Do we really need another search engine? Wales thinks so. Search as it stands now is a cipher. Where do the results come from? Who decides how they're ranked? "As citizens of the Internet we should be concerned about how much of a black box search is."
Talk about Search Wikia. Why do we need something besides Google?
I want a completely open-source search engine with all the algorithms published, so people can see why things are ranked the way they are.
And it's users who will do the ranking?
They're one component. Human intelligence and human editorial oversight is incredibly powerful. But there's also got to be an algorithmic component, simply because you'd never be able to sort by hand everything anybody might search.

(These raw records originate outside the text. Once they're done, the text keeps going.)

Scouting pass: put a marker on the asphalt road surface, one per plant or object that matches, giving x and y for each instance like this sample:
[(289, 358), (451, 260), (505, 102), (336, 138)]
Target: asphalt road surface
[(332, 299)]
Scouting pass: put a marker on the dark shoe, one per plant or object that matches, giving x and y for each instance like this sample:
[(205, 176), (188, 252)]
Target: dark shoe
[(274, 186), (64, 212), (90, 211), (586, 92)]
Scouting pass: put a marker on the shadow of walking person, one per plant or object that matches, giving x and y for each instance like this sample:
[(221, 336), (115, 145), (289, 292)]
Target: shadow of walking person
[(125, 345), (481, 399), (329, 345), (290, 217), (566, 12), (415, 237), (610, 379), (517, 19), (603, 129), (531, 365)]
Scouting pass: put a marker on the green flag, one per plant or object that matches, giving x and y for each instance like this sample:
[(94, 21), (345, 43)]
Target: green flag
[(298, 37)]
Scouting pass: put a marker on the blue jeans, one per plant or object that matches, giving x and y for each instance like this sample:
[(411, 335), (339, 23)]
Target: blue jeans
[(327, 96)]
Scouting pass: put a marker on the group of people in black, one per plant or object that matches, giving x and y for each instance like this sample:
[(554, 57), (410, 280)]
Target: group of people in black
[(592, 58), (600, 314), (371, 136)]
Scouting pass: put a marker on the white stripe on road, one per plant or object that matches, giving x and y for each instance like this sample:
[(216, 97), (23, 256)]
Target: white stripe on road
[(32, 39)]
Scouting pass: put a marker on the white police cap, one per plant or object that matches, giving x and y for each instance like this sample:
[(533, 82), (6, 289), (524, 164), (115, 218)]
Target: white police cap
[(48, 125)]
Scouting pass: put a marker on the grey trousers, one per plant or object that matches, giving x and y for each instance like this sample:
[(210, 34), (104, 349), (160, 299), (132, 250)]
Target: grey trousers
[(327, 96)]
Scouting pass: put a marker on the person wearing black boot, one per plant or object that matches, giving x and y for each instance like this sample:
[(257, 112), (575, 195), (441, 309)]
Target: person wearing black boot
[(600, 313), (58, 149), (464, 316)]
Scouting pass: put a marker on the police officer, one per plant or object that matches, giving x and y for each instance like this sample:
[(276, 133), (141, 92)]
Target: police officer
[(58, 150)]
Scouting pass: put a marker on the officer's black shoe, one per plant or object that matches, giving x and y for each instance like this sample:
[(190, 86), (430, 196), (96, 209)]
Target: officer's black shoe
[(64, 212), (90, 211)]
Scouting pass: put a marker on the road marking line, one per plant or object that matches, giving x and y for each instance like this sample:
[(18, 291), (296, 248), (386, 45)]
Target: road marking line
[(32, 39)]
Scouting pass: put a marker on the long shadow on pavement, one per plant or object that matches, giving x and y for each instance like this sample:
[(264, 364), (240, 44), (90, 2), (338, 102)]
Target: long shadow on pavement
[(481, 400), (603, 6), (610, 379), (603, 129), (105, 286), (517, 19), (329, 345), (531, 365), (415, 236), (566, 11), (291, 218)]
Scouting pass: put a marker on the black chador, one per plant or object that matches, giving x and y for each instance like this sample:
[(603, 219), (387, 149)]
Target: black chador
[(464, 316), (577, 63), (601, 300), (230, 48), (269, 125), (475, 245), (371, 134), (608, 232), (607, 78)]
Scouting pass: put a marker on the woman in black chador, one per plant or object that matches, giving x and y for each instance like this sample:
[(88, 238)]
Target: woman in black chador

Is information better if it's mediated by people or is it just valuable in a different way?
It's too early to say confidently that we'll be able to produce better-quality search results. But compare searches from Google, Yahoo and Ask. They're all very similar. We've reached a plateau in search and to break beyond it we need to think in new ways.
You've said you imagine a day when everyone on the planet has access to the sum of all human knowledge. Is that the goal of Wikipedia?
That's always been our core mission. We still have a long way to go but we're optimistic.
How much bigger does Wikipedia have to get to reach your goal?
I think we're there, at least in terms of the English Wikipedia. Obviously there are lots of quality improvements to be made and still plenty of things to be written about. But we have a free high-quality encyclopedia.
Why are people so generous with their time at Wikipedia?
It's fun. It's an intellectual hobby. It's interacting with other people, trying to do something useful for the world. People just enjoy it.
Web 3.0: what's that going to be?
I'm a little skeptical that term has any meaning. As soon as Web 2.0 became all the rage as a term, people started saying, "Ah! What about 3.0?" I have no idea.
What's the first time you understood the power of information?
When I was a kid and I was a voracious reader. At a very young age I was into knowledge and information.
How do you manage information? Are you a gadget guy?
Not really. I do have a Sidekick and I am on IM a lot. Mostly I'm just buried in volumes of e-mail. I think e-mail is completely broken and I don't know what the world's going to do about it. Maybe Web 3.0 will be making e-mail not suck again.
Do you have any information heroes?
Larry Lessig, the Creative Commons guy. A couple years ago he declared e-mail bankruptcy. I admire that very much. He deleted all his e-mail one day and put out an announcement: "E-mail bankruptcy. If you sent me something I didn't read it. I deleted it. So start over again." That was pretty impressive.